The desert is a hollow place, reverberant with the regrets of the past, and as he led his flock through the sparse pastures near the ancient mountain, he felt overcome with desolation. How had he wasted his life, thrown it away because he believed that the pain of his people was too much, and he had a responsibility to do something about it? How did it all go so badly wrong? Surely he had an obligation to use his power and privilege to help them?
But forty years of caring for his father-in-law’s sheep in this lonely backwater of the world had taught him better. How had he ever presumed that his own rash actions would solve the problem, that he could just waltz in and do as he pleased and it would all come right? How dared he imagine that he himself, a pampered prince, was the God-given answer to their need? Somewhere deep inside, he was a broken man. And still his people suffered.
But what was this? He smelt the thin tang of smoke in the air, and heard the crackling, before he turned his head and saw the fire: a small bush ablaze. Such a thing was not unknown in the hot dry air. Following his train of thought, he remembered how his people had sometimes thought of themselves as the Lord’s planting – seeded in Canaan, the land of Promise, then transplanted to the alien soil of Egypt. And now they were in the furnace of affliction, ill-treated as slaves in the very place that had once been their shelter and protection. What could he do? He had already proved himself worthless to help them, how long would it be until they were burned up and burned out by suffering? Would all those promises that God once made to Abraham come to nothing?
He was jolted out of his thoughts by the dawning realisation that something strange was happening here. It was normal for a bush to burn; it was not normal for it to keep on burning, unchanged. Normally it would flare up quickly into flame, and just as quickly burn out and die down. That was the way things worked, just like the quick flare of his anger against the Egyptian overseer that had so quickly burned out into futility. But this bush not only continued to burn with hot, fierce flames, but, when he peered harder, he could see that its leaves remained green. The burning did not consume it. Turning his head to check that his flock were grazing safely (and keeping their distance from the fire), he then walked over towards the bush to take a closer look at this strange thing.

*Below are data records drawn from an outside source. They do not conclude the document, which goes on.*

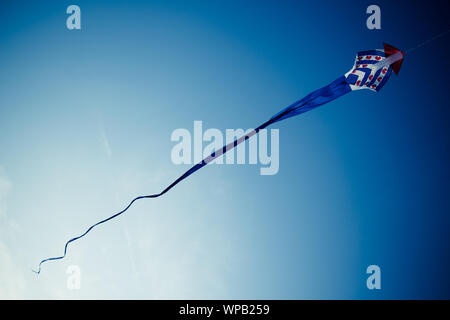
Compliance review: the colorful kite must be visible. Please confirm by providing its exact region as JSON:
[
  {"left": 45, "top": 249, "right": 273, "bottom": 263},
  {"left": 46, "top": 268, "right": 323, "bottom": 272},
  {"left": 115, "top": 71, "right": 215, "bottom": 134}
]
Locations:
[{"left": 33, "top": 43, "right": 404, "bottom": 274}]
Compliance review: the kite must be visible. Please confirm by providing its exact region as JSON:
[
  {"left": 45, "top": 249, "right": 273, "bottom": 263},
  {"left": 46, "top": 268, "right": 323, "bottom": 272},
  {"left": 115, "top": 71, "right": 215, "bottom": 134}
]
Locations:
[{"left": 32, "top": 43, "right": 405, "bottom": 274}]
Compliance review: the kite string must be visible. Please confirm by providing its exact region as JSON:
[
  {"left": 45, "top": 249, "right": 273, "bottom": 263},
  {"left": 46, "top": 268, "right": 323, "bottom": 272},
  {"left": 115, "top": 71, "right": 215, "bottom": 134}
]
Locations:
[
  {"left": 32, "top": 29, "right": 450, "bottom": 274},
  {"left": 31, "top": 119, "right": 274, "bottom": 274},
  {"left": 405, "top": 29, "right": 450, "bottom": 54}
]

But as he came towards it, a voice spoke from the bush, calling him by name. “Here, I am,” he responded, and realised in that moment that he was referring to far more than his location here near Horeb. He was here, in this place, because of his own failure – failure to achieve either the liberation of his people or even the wealth and honour for himself which he had once taken for granted. He was here because His people, God’s people, were being persecuted, and Pharaoh, if he could, would like to utterly destroy them. He was here because there was nowhere else in the world left for him to be.
“Do not come any closer,” said the voice from the bush, and he was glad to obey. He was suddenly very afraid. “Take off your sandals, for the place where you are standing id Holy Ground.”

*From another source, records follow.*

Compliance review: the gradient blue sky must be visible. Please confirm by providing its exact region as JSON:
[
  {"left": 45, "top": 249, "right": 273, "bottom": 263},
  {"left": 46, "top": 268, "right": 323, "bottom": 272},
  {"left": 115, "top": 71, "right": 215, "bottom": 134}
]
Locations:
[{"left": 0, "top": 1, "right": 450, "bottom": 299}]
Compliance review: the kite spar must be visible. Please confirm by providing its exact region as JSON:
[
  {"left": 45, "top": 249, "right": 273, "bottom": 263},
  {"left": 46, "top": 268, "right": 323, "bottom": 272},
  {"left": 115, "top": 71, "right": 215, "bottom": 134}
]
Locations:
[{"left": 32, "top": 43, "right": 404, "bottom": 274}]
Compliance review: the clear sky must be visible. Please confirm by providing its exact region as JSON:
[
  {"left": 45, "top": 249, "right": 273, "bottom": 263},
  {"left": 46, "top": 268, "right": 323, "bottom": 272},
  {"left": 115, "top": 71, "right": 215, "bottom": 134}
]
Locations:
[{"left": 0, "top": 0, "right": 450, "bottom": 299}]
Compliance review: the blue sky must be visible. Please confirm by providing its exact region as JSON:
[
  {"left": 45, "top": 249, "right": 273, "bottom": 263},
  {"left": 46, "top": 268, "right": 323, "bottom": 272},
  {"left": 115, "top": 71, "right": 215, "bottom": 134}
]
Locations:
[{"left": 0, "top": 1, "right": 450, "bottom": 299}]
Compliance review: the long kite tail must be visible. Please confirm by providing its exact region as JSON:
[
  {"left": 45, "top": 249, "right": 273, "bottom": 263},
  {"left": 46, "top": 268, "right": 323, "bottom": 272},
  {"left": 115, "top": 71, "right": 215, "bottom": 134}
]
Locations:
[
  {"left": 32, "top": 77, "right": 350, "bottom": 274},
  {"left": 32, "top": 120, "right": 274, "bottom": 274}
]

He complied, and as he did so, his mind was reeling. This was Holy Ground. He stood in the presence of God. And where was God to be found? In the heart of the burning bush, in the midst of His suffering people. The bush was not consumed because the Lord Himself was present; the people of God endured through slavery and persecution because He was there with them. Moses had abandoned them and fled to preserve himself, but God, Almighty God, the Maker of heaven and earth, had not stood off afar from them. He was there, He suffered with them; dimly Moses sensed that in some way, yet to be revealed, the people of God would endure forever because God would suffer for them.
This was holy ground indeed, the place where God dwelt in the very sorrow of His people. And Moses understood that only God was great enough to stoop so low, to endure so much, to save so completely. But where in His divine purposes could there possibly be room for a man like Moses, who, with the best intentions, had got it so terribly wrong? He waited, listening, and who was there, in the desolation of the desert, to notice that his knees trembled and his face was wet with tears?